WASHINGTON — The head of the European Space agency says he hopes to have a “zero debris” policy for European spacecraft in place in the next few years, an approach he says he would like to see expanded globally.
Speaking during a panel session at the World Economic Forum in Davos, Switzerland, Jan. 19, ESA Director General Josef Aschbacher said he was in discussions with the agency’s member states about a policy that would require satellites to be deorbited immediately after the end of their missions.
“We want to establish a zero debris policy, which means if you bring a spacecraft into orbit you have to remove it,” he said. “This policy should be in place in a couple of years.”
Aschbacher has previously discussed setting up such a policy, with a goal of having it in place by the end of the decade. “By 2030, we aim to consistently and reliably remove all European satellites from valuable orbits around Earth immediately after they cease operation,” he said in a video in June 2022.
In his remarks in Davos, he suggested that the zero debris policy be expanded beyond Europe. “I’m working now with my governments in Europe, and hopefully this will be adopted universally because we need to protect our orbits for our own safety and the safety of spacecraft and astronauts.”
Current international guidelines, adopted by many countries, require only that satellites be deorbited no more than 25 years after the end of their mission. There has been discussion about shortening that timeframe, including an order approved by the U.S. Federal Communications Commission in September 2022 that will require spacecraft licensed by that agency or seeking U.S. market access to deorbit within five years.
Aschbacher cited efforts to clean up orbital debris funded by ESA, including ClearSpace-1, a mission that will deorbit a Vega payload adapter left in low Earth orbit. ClearSpace, the Swiss startup which won the ESA contract for that mission, raised $29 million Jan. 19 to advance work on the spacecraft for launch in 2026.
Shedding light on Solaris
In addition to discussing space debris and ESA’s other space exploration activities, Aschbacher highlighted a new agency effort to study the technological and economic feasibility of space-based solar power.

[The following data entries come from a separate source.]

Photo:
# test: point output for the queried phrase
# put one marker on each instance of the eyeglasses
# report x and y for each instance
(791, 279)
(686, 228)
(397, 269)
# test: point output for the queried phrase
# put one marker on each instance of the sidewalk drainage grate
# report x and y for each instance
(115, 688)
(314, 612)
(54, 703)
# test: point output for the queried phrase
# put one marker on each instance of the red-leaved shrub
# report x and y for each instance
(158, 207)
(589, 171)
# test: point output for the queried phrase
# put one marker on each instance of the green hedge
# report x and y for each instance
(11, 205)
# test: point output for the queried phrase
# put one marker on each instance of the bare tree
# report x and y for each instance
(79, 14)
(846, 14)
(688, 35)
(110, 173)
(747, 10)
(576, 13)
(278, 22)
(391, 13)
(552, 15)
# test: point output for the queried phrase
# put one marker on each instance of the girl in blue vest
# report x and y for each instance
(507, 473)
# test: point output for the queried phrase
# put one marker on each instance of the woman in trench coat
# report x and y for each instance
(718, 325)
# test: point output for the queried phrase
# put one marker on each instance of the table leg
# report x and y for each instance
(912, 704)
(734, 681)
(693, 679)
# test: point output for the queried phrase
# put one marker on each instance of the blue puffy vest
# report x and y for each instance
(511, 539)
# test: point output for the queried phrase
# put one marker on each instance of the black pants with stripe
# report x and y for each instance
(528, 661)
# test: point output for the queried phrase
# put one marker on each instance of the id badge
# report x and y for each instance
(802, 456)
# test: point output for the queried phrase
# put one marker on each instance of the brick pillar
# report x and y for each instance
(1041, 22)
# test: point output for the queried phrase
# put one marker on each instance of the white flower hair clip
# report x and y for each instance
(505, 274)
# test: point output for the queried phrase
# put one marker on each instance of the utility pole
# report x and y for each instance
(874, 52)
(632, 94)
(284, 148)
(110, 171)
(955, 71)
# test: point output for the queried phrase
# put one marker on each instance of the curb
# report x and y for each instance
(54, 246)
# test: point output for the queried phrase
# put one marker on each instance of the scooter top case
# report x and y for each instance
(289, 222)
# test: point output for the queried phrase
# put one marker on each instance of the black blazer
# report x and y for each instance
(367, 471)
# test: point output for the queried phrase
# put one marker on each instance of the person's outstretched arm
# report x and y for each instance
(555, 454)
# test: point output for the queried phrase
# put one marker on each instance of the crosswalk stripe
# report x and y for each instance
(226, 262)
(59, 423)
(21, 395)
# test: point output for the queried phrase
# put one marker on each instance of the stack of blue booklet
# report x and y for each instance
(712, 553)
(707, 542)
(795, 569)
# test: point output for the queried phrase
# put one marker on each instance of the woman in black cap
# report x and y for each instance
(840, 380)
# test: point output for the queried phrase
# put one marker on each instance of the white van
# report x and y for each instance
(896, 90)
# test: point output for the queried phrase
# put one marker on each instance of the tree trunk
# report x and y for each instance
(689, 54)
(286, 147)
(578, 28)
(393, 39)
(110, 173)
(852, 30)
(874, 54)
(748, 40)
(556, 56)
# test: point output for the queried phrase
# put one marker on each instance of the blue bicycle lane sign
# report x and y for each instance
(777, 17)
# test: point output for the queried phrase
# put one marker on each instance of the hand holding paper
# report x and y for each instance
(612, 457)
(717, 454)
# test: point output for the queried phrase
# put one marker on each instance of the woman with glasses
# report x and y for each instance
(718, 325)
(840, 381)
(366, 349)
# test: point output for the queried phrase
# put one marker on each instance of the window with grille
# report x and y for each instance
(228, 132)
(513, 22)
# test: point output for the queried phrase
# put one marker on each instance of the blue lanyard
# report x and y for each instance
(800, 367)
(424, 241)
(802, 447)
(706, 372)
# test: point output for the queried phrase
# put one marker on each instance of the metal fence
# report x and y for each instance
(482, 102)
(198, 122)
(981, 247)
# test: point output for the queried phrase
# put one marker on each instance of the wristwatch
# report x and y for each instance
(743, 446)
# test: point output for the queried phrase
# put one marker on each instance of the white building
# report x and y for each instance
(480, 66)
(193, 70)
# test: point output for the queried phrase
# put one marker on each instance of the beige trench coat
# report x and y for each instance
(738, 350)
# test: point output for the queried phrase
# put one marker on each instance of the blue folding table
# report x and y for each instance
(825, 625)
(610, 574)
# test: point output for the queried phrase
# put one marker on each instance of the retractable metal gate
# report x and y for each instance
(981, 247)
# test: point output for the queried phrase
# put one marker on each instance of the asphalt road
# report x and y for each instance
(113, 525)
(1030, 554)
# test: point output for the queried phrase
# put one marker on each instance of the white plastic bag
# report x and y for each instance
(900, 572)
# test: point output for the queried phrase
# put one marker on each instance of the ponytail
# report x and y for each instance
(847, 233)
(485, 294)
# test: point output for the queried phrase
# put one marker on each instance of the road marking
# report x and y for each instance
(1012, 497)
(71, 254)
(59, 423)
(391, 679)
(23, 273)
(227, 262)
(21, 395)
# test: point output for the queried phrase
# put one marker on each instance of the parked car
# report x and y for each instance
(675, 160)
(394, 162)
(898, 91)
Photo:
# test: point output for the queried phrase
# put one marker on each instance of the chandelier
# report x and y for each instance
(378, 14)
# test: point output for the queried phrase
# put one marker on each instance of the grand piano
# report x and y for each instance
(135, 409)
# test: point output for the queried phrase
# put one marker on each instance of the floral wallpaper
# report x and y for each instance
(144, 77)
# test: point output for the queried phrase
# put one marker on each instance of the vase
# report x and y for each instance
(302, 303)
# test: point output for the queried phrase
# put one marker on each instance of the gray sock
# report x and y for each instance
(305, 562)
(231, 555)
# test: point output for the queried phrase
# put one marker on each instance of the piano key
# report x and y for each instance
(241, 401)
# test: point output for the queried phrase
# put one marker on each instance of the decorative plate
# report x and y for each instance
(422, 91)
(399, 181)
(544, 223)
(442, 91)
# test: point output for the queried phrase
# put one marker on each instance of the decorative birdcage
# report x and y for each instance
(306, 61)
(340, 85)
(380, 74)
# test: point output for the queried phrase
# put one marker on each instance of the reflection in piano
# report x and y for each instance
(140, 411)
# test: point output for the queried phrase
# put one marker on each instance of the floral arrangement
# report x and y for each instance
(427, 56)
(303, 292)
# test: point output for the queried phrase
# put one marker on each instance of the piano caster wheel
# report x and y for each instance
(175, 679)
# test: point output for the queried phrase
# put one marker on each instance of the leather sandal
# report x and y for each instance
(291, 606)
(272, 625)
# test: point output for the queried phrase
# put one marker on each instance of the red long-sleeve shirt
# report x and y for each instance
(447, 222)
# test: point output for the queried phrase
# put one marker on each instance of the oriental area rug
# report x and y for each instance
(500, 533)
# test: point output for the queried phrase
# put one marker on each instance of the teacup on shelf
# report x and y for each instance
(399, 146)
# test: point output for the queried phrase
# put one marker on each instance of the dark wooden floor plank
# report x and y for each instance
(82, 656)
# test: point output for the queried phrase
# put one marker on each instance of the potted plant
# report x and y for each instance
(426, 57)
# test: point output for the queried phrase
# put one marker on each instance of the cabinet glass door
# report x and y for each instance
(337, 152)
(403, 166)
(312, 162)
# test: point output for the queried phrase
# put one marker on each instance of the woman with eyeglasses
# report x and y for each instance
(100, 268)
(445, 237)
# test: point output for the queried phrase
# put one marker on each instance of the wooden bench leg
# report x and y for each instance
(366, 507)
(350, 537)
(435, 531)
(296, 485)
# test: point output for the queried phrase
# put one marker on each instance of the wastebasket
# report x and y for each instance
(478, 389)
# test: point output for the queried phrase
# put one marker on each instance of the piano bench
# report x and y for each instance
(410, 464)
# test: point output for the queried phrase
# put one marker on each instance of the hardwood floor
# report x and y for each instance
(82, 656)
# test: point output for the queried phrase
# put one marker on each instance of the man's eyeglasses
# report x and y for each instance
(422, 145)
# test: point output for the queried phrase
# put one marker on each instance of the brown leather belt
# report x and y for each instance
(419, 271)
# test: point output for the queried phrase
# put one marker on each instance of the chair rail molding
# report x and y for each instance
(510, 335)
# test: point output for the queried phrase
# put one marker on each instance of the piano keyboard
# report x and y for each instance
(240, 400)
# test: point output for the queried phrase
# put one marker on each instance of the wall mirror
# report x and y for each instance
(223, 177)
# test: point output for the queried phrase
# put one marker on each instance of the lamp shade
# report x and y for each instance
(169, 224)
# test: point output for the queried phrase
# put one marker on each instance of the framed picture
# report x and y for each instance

ESA secured 60 million euros ($65 million) at its ministerial council meeting in November for Solaris, which will conduct a feasibility study of generating solar power in space and beaming it back to Earth.
“Solaris is something quite amazing,” Aschbacher said. Space-based solar power, he said, could address concerns about both climate change and energy independence, he suggested, if it is feasible.
“It’s very futuristic,” he acknowledged. “If it works — and I really put a big ‘if’ in the room here — if it works, it would be a huge improvement for climate change but also energy autonomy.”
He said that if the Solaris study does reach a favorable conclusion about the feasibility of space-based solar power, he would be willing to move ahead with a demonstration program of some kind. “This we will find out in two to three years, and then I could come with a major proposal.”
Other companies and organizations have also shown a renewed interest in space-based solar power, a concept that dates back more than a half-century. Northrop Grumman announced in December it had completed ground tests of technology for space-based solar power it plans to demonstrate in space in 2025 through a contract with the Air Force Research Laboratory. A privately funded project by the California Institute of Technology to test similar technologies launched Jan. 3 as a hosted payload on the Vigoride 5 tug by Momentus.
In May 2022, a NASA official said the agency’s Office of Technology, Policy and Strategy had started a short-term study to reevaluate the feasibility of space-based solar power and determine to what degree, if any, the agency should support new work on the topic. At the time, NASA planned to have the study completed by September, but as of January the agency has not published the report.